Monday, October 5, 2015

Take another tack on mass shootings

Another mass shooting. Another nine people dead. Another nine families grieving. It is beginning to become routine.

And America, despite its billions of dollars spent on law enforcement and mental health services and dispute mediation, not to mention the ever-vigilant National Security Agency, seems unable to do anything about it.

Columbine, Newtown, the Washington Navy Yard, Aurora, Gabby Giffords, Umpqua. The names have become routine. The shock has worn off. When the "breaking news" alert sounds, we are no longer surprised when it's about a gunman. More Americans die of gun violence than residents of any other country in the world. What's worse, nearly all of these firearm murders are senseless. A loner who has trouble fitting in and lives in a fantasy world decides he'll make his mark by killing children in kindergarten or high school students or community college students. Any grouping of defenseless people will do.

Efforts to bring about sensible limits on the gun culture that facilitates the homicidal rage of mentally ill or simply angry young men with an arsenal of weapons have been torpedoed by the National Rifle Association, which grows rich on its fearmongering over imagined government plots to "take away our guns."

Let us resign ourselves to the fact that limits on the Second Amendment are not going to pass a Congress that is largely in the pocket of the NRA. So we can either give up on feeling safe in public places, such as elementary schools, or we can attack this problem from another angle.

It's not just guns that are feeding these murderous rages.

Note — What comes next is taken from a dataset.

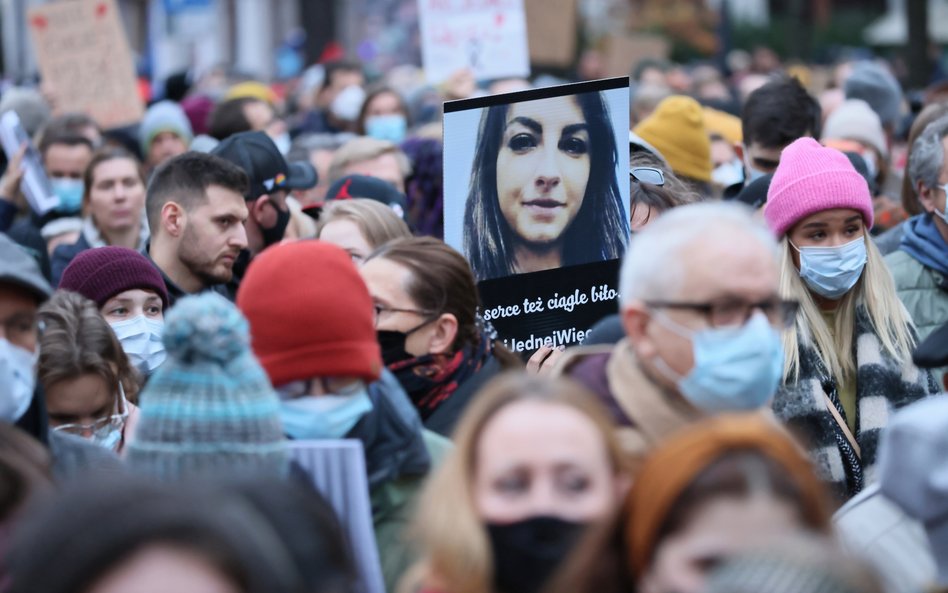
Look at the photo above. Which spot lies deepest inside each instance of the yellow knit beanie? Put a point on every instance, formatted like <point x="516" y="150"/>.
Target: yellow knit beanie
<point x="676" y="129"/>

The deranged murderers are also products of a culture of violence that is unabated and largely ignored by politicians and mental health professionals. College and professional football games (a violent sport in and of itself) are interrupted by commercials for video games that feature mass killings, rapacious creatures, weapons of all kinds, all of them used to kill anything that stands in the way of the player. An entire genre of music extols a culture of drugs, sex, violence and death.

Is it any wonder that young men raised in this culture take out their frustrations and their grudges in the same way they destroy the computer-generated enemies on the screen? The "Me Generation" distills an ethic that makes anything that benefits "myself" moral and acceptable. Digital cameras are not pointed at the wonders of the world or at the needs of society but at "self." Public schools were encouraged to concentrate on youngsters' self-esteem, regardless of their discipline or educational achievement.

Reared without moral standards and unwilling to be disciplined, this generation finds it only a short step into making your "self" really important by killing a dozen people whom you didn't know anyway and wouldn't have cared about if you had. No, "Love your neighbor as yourself" and "Do unto others as you would have them do unto you" would not be seen as ancient wisdom by this generation but as antiquated foolishness. After all, it's all about me.

Changing the way America raises its children and entertains them will be a monumental task, but it might be easier than breaking the gun lobby's lock on Washington. Until we change, the shootings will continue.